The unusual ‘jury in exile’ will be comprised of people live in exile, are under house arrest or experience travel bans. Femen’s Inna Schevchenko from the Ukraine will be in Motovun but remote jurors will include Natalia Kaliada and Nicolai Khalezin of the Belarus Free Theatre and Syria’s Ala’a Basatneh better known as #chicagogirl; and there will be an ‘empty chair’ on the jury in honour of Ukranian filmmaker Oleg Sentsov, who is currently in Lefortovo prison.

“If last year was the year we ‘cheered-up’ our selection, by taking back more ‘crowd pleasers’ into the Main Square,” said festival president (and film producer) Mike Downey. “Having gone down a depressing “post Communist angst” route in previous years - this year we have gone for films and sidebars which are not only entertaining but also socially engaged and many with a strong human rights element. Film can be an agent for change – and so can a film festival, and this is the route we have taken this year.”

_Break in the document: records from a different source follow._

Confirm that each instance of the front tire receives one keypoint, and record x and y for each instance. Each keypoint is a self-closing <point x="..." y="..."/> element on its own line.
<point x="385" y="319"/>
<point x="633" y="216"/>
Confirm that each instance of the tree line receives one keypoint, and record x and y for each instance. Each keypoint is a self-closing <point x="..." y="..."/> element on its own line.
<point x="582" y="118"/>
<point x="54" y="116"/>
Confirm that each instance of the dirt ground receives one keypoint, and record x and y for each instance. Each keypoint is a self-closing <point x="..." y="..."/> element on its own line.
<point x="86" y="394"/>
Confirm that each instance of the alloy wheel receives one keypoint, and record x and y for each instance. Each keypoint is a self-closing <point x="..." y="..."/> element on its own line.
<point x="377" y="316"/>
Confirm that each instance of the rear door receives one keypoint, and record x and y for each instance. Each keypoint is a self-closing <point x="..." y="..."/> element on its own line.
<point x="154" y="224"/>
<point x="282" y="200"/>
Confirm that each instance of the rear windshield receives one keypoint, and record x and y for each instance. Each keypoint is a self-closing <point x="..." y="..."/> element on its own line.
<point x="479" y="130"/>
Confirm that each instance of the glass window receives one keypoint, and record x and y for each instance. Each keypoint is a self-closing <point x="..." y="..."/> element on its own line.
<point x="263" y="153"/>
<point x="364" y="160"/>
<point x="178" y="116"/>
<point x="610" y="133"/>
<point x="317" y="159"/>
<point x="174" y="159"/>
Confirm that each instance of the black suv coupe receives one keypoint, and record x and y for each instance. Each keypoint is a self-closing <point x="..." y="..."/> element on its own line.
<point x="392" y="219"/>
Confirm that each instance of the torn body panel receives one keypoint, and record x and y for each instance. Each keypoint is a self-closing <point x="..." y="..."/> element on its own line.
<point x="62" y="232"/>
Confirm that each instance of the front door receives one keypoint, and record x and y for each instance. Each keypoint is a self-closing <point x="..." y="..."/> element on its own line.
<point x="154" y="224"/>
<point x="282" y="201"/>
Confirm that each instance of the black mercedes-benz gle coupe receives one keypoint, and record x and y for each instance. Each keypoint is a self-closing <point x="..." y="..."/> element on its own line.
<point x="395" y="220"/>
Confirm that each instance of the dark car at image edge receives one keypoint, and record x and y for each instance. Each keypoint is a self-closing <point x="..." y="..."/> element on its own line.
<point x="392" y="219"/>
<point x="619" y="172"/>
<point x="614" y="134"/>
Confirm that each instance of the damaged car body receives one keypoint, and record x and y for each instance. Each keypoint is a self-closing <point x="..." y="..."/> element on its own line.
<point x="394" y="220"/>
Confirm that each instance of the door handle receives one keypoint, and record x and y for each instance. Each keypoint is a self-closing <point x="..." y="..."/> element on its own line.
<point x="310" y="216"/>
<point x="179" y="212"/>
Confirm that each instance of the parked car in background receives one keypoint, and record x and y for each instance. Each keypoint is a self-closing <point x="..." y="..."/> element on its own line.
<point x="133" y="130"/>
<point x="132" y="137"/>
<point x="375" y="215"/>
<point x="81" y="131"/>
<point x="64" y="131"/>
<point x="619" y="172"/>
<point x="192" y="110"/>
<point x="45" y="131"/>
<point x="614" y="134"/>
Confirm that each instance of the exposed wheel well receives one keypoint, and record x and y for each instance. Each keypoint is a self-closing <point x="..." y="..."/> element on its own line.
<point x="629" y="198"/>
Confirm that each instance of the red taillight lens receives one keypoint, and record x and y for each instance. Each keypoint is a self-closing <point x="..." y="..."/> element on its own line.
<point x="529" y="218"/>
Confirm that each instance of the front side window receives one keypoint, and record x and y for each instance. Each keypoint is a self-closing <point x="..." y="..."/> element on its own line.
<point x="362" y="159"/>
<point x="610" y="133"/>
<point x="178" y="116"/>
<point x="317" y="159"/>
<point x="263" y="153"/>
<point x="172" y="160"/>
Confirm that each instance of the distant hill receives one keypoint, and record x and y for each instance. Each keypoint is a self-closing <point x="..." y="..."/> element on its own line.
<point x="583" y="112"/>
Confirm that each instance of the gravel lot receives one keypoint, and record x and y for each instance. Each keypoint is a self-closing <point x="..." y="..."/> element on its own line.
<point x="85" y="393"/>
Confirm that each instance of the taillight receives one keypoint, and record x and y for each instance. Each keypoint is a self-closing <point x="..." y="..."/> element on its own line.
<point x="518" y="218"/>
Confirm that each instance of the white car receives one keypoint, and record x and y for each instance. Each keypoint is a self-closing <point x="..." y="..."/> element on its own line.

Guests headed to the Croatian mountain town this year will include Stephen Daldry, presenting Billy Elliott during the 30th anniversary of the UK miners’ strike, Ida writer Rebecca Lenkiewicz, Icelandic author Haffstein Gunnar Sigurdsson, Russian director Andrej Zvjagintsev [pictured] (who will collect the Maverick Award), and Croatian musician Arsen Dedic.

Turkey will be the partner country of 2014, with filmmakers such as Yesim Ustaoglu coming to Motovun for a programme of eight Turkish features.

One programme innovation will be screening children’s and youth films from Buzz@teen in the neighbouring town of Buzet. Titles will include Antboy, Supernova, Baikonur and We Are The Best!

A strand of artists’ documentaries will include the Nick Cave project 20,000 Days on Earth directed by Iain Forsyth and Jane Pollard, Damjan Kozole’s Projekt: Rak and Michel Gondry’s Is The Man Who Is Tall Happy?.

There will also be 30 short films in the programme.